U.S. Returns Stolen Mesopotamian Artifacts to Iraq
By Larry Fine
NEW YORK (Reuters) - Three 4,000-year-old marble and alabaster seals looted from the Iraq National Museum and seized by U.S. Customs from an American scholar were returned on Tuesday to Iraq's U.N. ambassador.
"At a time when most news broadcast about Iraq is depressing and negative, it is with great pleasure to mark this important, positive achievement," Ambassador Samir Sumaidaie told a news conference at New York's Immigration and Customs Enforcement office.
The Iraq Museum, housing more than a quarter of a million pieces, lost 15,000 artifacts to looting following the U.S.-led overthrow of the regime of former President Saddam Hussein (news - web sites) in 2003.
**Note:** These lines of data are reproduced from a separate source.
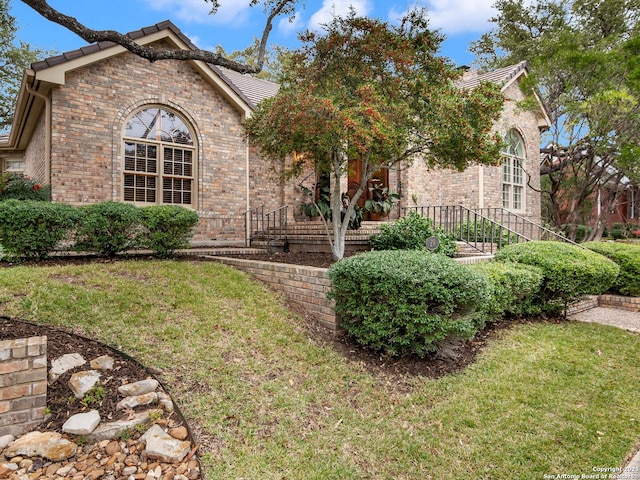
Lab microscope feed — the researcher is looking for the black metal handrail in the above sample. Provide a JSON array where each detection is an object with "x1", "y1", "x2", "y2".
[
  {"x1": 401, "y1": 205, "x2": 573, "y2": 254},
  {"x1": 244, "y1": 205, "x2": 289, "y2": 251}
]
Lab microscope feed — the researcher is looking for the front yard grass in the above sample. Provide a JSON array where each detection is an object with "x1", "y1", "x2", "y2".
[{"x1": 0, "y1": 261, "x2": 640, "y2": 480}]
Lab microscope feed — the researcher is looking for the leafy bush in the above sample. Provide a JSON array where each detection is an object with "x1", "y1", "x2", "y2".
[
  {"x1": 0, "y1": 200, "x2": 77, "y2": 260},
  {"x1": 583, "y1": 242, "x2": 640, "y2": 297},
  {"x1": 495, "y1": 241, "x2": 619, "y2": 313},
  {"x1": 75, "y1": 202, "x2": 142, "y2": 257},
  {"x1": 470, "y1": 262, "x2": 543, "y2": 320},
  {"x1": 457, "y1": 221, "x2": 516, "y2": 244},
  {"x1": 0, "y1": 173, "x2": 51, "y2": 202},
  {"x1": 369, "y1": 212, "x2": 458, "y2": 257},
  {"x1": 141, "y1": 205, "x2": 198, "y2": 257},
  {"x1": 329, "y1": 250, "x2": 488, "y2": 356}
]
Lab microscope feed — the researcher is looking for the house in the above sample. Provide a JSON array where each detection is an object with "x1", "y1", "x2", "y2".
[{"x1": 0, "y1": 21, "x2": 548, "y2": 242}]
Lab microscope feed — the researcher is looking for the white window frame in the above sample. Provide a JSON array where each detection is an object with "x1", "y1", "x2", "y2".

About half of those artifacts have been retrieved, Sumaidaie said, adding: "We will not rest until they are all returned to their rightful place in Iraq."
The items returned on Tuesday were Mesopotamian cylindrical seals used to authenticate tablets before the use of paper. Each is about 1 inch tall and estimated to date back to between 2340 and 2180 B.C.
They were found by a U.S. customs officer in the suitcase of Yale- and Princeton-educated scholar Joseph Braude at New York's Kennedy Airport in June 2003.